The amendments, passed in the Lords on Tuesday, followed six months of intense lobbying by the Periodical Publishers Association, the Children’s Rights Alliance, the Family Planning Association and the National Union of Teachers to campaign against the sexual offences bill.
Under the previous draft, anyone giving advice about sexual activity to under-16s could have been charged with “arranging or facilitating the commission of a child sex offence”.
Earlier this month, amendments proposed by the PPA were rejected by Lord Falconer on the grounds that the current exemption did enough to protect those who advise children.
But editors of teen magazines were furious that their role in giving advice could be compromised. CosmoGIRL! editor Celia Duncan said that the magazine received more than 500 e-mails, texts or letters a week from readers asking for advice.

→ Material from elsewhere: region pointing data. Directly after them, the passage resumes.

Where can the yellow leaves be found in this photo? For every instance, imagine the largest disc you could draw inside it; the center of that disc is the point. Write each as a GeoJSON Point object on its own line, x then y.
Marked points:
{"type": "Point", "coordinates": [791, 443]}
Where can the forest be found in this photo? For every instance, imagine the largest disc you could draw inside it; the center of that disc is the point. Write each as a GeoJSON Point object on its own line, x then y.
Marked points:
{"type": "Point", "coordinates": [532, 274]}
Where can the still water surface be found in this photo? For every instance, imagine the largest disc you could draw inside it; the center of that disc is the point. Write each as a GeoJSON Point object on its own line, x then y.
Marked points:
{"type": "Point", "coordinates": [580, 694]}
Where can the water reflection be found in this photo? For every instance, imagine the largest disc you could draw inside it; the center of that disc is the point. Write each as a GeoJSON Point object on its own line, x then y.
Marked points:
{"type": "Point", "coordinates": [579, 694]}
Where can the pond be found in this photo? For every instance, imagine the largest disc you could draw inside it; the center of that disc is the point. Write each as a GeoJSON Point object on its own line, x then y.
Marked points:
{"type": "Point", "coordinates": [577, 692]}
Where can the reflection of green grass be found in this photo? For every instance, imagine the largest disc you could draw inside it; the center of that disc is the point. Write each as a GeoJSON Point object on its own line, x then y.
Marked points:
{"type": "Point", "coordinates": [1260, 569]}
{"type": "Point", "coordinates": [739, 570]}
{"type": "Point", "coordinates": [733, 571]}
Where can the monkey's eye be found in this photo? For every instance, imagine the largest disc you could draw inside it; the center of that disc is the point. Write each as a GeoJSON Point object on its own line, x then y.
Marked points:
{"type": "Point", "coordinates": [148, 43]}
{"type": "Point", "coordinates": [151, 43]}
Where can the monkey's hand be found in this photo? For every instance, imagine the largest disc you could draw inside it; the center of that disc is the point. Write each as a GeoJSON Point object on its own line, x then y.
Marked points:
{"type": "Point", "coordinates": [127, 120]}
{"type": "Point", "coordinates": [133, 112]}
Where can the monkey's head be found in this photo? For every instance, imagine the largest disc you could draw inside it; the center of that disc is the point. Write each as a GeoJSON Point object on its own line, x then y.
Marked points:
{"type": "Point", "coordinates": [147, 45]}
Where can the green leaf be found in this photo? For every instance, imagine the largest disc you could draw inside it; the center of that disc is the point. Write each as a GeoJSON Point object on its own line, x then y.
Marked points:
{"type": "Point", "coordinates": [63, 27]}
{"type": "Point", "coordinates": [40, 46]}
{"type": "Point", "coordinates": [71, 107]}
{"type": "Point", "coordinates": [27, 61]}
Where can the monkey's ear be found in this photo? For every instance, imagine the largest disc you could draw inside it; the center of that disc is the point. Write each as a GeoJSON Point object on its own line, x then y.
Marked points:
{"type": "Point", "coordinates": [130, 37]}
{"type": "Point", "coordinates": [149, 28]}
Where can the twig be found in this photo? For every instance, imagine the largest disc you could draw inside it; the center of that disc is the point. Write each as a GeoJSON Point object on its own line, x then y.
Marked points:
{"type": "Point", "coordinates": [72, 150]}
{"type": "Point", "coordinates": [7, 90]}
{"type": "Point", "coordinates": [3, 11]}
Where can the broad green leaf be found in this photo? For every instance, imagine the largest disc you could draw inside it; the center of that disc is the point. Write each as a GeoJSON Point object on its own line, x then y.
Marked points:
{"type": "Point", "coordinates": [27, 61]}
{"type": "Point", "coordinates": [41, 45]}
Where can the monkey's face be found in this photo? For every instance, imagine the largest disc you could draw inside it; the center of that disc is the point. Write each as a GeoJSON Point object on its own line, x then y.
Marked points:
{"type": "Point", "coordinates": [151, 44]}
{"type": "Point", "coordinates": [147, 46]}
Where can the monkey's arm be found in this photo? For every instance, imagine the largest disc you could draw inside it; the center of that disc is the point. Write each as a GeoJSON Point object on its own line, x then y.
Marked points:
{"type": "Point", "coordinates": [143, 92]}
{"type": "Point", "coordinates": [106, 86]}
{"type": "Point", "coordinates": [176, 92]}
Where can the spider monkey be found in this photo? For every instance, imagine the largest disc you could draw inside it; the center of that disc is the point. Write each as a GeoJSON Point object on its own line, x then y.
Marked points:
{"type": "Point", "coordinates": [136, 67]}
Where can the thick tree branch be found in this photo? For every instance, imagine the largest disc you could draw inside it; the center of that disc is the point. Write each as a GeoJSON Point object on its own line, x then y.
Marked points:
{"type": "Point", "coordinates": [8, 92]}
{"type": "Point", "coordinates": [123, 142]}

Nick Mazur, deputy chief executive of the PPA, said: “We are delighted and also relieved that the Government has accepted the many arguments that we have made to ensure that magazine agony aunts and uncles are not left open to prosecution for the valuable role they play in advising young people on issues concerning their sexuality. Teen magazines – and their problem pages – are often the only source which young people can turn to for constructive and responsible advice.”
Dr Fleur Fisher, chair of the PPA’s Teenage Magazine Arbitration Panel, said: “Young people need and deserve accurate information about all aspects of sexual development and sexual health, but also the opportunity for discussion and advice about the emotional impact of sex.”